On the 23rd of July in 1939, Gandhi wrote to Hitler, saying that he (Hitler) was “the one person in the world who can prevent a war which may reduce humanity to a savage state”. He went on to ask if Hitler would listen to the appeal from one who had “deliberately shunned the method of war not without considerable success”.

How Hitler would have reacted to this letter is probably not hard to imagine, but he didn’t get the chance. The British government intervened and prevented its delivery. Germany invaded Poland two months later.
The following year saw Germany invade Denmark, Norway, Holland, Belgium and France. British troops had been evacuated at Dunkirk, and on Christmas Eve, December 24, 1940, Gandhi tried again. He wrote to Hitler at some length, with a sentence saying that his letter was also intended to be read by “Signor Mussolini”, who he hoped would consider the letter as being addressed to him also “with the necessary changes”.

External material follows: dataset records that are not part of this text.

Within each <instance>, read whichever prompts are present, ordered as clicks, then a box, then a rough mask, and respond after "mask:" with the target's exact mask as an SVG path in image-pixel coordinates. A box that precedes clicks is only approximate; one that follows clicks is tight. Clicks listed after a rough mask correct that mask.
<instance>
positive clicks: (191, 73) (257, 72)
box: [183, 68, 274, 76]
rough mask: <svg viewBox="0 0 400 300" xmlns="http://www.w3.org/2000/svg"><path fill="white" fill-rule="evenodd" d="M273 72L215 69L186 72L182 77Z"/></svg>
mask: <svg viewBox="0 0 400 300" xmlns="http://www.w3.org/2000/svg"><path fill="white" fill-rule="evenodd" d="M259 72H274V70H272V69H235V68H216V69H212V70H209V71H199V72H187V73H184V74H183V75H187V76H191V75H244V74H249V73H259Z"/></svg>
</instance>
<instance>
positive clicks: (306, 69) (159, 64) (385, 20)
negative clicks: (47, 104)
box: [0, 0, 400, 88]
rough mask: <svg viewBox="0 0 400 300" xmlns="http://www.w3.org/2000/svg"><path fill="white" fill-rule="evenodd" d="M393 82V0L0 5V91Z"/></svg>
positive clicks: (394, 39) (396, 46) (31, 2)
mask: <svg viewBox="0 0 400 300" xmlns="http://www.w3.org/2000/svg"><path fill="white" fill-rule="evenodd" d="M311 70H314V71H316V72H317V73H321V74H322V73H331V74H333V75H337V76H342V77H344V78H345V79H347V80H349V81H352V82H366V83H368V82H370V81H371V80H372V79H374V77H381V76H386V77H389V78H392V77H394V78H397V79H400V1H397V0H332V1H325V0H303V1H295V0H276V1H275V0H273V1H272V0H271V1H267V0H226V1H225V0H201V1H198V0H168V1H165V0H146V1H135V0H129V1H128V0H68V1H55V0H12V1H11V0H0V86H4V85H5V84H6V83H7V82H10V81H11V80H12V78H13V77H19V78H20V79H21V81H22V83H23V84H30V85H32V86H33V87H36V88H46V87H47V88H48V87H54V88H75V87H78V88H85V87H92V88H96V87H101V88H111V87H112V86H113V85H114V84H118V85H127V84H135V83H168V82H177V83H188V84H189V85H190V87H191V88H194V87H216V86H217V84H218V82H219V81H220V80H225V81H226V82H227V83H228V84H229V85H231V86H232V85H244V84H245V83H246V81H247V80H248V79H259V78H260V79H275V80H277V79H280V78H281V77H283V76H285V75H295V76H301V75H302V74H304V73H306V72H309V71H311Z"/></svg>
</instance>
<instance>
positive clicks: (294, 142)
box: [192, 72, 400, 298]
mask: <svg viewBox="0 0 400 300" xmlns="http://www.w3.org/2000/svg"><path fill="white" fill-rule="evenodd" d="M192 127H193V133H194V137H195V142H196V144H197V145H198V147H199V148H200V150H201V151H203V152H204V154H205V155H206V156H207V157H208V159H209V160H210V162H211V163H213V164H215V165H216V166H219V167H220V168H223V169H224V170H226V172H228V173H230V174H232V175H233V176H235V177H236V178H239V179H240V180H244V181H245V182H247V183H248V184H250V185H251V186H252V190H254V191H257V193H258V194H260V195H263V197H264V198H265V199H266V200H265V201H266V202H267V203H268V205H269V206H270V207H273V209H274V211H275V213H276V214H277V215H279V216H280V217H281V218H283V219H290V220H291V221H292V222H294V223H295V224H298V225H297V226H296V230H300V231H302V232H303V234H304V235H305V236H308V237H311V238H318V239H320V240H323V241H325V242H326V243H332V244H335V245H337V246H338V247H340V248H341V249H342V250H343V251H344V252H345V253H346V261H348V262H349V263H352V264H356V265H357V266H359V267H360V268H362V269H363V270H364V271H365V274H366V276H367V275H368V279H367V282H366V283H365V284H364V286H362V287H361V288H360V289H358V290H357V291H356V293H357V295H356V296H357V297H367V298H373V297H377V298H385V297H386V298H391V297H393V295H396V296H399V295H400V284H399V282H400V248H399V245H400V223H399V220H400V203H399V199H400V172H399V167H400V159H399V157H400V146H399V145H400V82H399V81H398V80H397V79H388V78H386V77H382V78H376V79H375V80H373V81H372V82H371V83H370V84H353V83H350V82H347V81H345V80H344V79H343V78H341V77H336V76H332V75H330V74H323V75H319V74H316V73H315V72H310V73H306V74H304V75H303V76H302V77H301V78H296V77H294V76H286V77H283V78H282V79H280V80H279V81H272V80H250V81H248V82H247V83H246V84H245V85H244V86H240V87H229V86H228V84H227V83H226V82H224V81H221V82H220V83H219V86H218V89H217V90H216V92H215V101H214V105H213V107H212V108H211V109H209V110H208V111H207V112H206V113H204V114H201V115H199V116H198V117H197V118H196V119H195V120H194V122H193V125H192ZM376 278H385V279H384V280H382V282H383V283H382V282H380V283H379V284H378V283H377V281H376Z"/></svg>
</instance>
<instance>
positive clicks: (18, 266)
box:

Gandhi’s letter pulls no punches – it refers to his struggle against British imperialism, saying that “One-fifth of the human race has been brought under the British heel by means that will not bear scrutiny.” Returning repeatedly to his central theme of non-violence, Gandhi makes the point that India was slowly moving towards its goal, which was independence through non-violent civil disobedience. Having referred to British rule in India as being “the most organized violence in the world”, he tells Hitler how, in the current situation, “It remains to be seen which is the better organized, the German or the British”, the Business Insider UK reports.
The letter ends with a plea for peace at Christmas. “Is it too much to ask you to make an effort for peace during a time which may mean nothing to you personally but which must mean much to the millions of Europeans whose dumb cry for peace I hear, for my ears are attended to hearing the dumb millions?”
This letter was also not delivered. Four months later Hitler had invaded Yugoslavia and Greece and was planning the German invasion of Russia.